The programme offers students the opportunity to study slavery and emancipation in various historical contexts and to explore the conditions under which slavery continues to exist today.
It engages with emerging debates about multiculturalism, globalisation, poverty and identity. It is designed to provide students with a combination of research skills and specialist knowledge in the social, economic, political and cultural contexts of slavery through a series of core and optional modules and through the preparation of a dissertation.

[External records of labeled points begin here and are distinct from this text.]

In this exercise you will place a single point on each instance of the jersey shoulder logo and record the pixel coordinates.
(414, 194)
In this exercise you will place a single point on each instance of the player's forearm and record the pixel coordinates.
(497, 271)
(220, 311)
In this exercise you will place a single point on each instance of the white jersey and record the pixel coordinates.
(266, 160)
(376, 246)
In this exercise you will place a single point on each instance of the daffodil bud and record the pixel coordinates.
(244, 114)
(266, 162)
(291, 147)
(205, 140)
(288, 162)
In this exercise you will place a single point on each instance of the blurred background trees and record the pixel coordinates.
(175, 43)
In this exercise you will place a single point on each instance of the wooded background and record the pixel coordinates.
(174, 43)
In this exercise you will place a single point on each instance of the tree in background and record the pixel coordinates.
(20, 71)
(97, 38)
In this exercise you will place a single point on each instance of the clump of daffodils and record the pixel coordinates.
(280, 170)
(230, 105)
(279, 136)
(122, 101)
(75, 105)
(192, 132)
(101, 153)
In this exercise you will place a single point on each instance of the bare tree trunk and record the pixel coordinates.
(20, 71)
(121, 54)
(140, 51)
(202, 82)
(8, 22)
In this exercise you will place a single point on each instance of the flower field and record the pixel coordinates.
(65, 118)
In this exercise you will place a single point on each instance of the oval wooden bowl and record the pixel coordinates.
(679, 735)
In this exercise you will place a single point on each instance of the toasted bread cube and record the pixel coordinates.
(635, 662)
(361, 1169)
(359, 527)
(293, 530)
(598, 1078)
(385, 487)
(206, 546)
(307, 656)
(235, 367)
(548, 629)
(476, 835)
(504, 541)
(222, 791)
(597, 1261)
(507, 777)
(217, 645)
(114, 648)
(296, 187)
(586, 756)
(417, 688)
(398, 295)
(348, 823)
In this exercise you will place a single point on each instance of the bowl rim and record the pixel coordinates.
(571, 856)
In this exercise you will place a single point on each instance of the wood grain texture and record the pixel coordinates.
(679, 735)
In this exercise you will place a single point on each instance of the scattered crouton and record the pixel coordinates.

-Historiography of Slavery
-Voices of Slavery
-Slavery in the Modern World
-Slavery Since Emancipation
-Bonded Labour in a Historical Perspective
-Russian Slavery: From Serfdom to Totalitarianism
-The Demography of Slavery
-The Slave Trade: Abolition and Suppression
-The Black Atlantic
-Political Theory of Multiculturalism
-Globalisation and Poverty
-Movement and Identity, 1800–2000
-Race, Ethnicity and Gender in Postcolonial Women’s Writing
-Environment and Development in Africa
The core and optional modules are worth 120 credits in total. Following the taught component of the programme, students prepare a 15,000-word dissertation which is worth 60 credits.
One unique feature of the programme is that students can choose to specialise in slavery in historical perspective or focus on issues of modern slavery according to their choices of optional modules.